Ruth Issett’s and Dorothy Tucker’s overriding passion is colour: the quality or power of colour as expressed in fabric, thread and stitch, paper, or paint and print.
For Ruth, the obsessive training of her ‘eye’ to evaluate the nature of colour when combining different fabrics and surfaces, through different wet media and dyeing processes, is never ending.
Dorothy’s exploration of colour and light is worked, using a limited palette, through mixing incremental amounts of watercolour in paintings. Her multi-media hand-stitched pieces reference textiles such as kantha, Boro and patchwork quilts use recycled fabrics or the regeneration of old worn working clothes.

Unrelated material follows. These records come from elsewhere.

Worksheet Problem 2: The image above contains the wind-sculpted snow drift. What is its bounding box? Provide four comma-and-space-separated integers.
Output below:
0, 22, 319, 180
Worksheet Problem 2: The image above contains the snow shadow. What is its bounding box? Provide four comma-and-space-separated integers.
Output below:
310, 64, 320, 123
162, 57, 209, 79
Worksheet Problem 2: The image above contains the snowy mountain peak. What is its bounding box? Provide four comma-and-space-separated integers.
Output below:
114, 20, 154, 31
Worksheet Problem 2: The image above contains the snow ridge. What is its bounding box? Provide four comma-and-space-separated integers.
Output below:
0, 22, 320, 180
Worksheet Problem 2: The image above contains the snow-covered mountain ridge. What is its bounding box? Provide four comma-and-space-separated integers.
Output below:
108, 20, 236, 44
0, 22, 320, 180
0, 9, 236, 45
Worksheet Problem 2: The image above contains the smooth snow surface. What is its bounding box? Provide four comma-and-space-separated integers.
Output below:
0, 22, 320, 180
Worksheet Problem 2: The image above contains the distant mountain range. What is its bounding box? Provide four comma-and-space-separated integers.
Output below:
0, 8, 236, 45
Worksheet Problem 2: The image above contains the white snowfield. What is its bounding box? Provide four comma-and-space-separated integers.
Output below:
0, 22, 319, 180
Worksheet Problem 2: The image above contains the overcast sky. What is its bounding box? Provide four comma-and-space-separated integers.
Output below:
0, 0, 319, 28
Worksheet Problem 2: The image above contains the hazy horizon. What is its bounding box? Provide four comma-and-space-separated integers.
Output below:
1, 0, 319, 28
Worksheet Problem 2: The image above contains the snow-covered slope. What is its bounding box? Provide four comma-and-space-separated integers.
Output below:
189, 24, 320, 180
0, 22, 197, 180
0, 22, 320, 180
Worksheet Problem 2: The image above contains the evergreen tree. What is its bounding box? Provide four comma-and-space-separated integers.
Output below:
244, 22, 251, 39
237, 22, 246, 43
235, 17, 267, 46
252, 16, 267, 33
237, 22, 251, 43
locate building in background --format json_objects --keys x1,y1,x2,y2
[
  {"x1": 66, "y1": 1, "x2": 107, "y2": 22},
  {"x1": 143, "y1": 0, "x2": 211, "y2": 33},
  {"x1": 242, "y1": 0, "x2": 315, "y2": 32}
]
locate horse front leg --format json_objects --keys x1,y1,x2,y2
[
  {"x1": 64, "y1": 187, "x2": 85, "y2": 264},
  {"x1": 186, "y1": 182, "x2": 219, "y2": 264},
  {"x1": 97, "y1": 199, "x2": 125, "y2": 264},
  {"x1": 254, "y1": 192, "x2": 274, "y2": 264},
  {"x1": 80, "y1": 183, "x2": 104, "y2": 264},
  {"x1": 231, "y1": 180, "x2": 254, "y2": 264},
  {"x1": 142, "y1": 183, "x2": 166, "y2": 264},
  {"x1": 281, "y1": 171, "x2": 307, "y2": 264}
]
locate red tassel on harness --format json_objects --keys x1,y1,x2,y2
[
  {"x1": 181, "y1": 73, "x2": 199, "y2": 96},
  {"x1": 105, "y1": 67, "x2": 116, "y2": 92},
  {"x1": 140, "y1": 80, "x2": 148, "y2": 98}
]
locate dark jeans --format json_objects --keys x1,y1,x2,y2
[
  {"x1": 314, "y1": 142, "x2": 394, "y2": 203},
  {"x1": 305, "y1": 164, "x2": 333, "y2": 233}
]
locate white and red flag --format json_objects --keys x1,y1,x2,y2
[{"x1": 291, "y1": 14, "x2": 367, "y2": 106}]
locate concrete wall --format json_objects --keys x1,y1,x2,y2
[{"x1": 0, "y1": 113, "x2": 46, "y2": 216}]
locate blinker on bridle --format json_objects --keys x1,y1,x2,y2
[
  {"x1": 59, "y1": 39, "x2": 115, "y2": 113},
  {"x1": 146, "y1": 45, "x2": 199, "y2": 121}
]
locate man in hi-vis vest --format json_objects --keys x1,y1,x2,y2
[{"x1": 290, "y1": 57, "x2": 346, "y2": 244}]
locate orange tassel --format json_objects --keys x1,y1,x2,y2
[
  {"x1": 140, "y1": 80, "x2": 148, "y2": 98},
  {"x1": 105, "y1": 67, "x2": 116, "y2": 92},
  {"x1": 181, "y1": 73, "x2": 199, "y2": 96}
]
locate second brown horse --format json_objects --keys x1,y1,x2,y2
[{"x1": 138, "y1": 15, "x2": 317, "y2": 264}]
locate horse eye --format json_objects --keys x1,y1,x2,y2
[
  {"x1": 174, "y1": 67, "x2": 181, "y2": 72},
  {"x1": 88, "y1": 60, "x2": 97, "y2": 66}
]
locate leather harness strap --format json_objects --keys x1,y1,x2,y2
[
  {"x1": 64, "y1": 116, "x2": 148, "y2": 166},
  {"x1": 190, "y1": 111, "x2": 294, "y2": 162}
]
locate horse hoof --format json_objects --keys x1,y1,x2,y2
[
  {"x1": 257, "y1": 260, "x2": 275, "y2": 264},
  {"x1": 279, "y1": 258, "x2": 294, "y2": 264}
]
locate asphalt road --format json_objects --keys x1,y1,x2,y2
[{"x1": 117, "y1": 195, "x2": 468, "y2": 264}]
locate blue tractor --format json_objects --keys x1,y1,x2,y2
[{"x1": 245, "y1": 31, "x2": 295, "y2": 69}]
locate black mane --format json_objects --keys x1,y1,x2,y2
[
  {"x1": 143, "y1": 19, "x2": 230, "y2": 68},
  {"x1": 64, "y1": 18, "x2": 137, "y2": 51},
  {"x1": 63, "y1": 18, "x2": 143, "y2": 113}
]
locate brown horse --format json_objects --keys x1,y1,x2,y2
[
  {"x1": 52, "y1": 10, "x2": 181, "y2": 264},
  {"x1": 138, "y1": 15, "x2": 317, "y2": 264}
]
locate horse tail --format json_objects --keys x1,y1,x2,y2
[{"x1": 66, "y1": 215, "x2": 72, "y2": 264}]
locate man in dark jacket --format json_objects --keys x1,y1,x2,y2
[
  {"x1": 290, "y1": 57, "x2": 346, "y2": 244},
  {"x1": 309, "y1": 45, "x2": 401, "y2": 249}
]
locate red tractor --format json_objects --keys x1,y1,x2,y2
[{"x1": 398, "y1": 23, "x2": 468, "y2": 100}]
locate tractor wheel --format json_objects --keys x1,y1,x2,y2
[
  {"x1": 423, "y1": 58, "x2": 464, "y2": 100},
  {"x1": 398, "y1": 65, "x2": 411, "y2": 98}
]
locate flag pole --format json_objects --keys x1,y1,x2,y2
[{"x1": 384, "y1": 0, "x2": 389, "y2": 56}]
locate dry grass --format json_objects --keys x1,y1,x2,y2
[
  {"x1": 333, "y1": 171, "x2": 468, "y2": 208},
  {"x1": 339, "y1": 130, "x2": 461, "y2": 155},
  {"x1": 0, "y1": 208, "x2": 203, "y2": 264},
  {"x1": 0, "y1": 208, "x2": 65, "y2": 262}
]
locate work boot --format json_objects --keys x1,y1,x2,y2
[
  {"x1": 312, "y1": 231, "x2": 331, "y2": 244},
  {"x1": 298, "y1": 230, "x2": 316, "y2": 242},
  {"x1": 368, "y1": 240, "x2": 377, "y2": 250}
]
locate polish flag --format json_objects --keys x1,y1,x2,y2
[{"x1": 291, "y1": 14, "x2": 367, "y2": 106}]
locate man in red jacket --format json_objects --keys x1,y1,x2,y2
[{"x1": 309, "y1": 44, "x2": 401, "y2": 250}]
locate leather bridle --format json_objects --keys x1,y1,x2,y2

Ruth Issett and Dorothy Tucker first met when working with adult educational programmes and the Embroiderers’ Guild. They both now teach on a freelance basis in the UK and internationally. They are members of the Textile Study Group. This provides them with many opportunities to discuss their passion for colour and how they use it in their work. The sharing of their experiences and knowledge has become an important and stimulating part of their working practice. They have realised that neither apparently works in a seemingly logical or a linear manner!
The recent lock down period has made Ruth and Dorothy all the more aware of the need to engage and master new technologies in order to communicate. As a result, their responses to the many unexpected and exciting possibilities in each other’s work have come about through remote conversations. This exhibition hopes to share their highly tuned responses to colour, and to reflect some of the research, sampling and testing that they have undertaken as a result of their fascinating, complicated and often wide-ranging conversations about colour.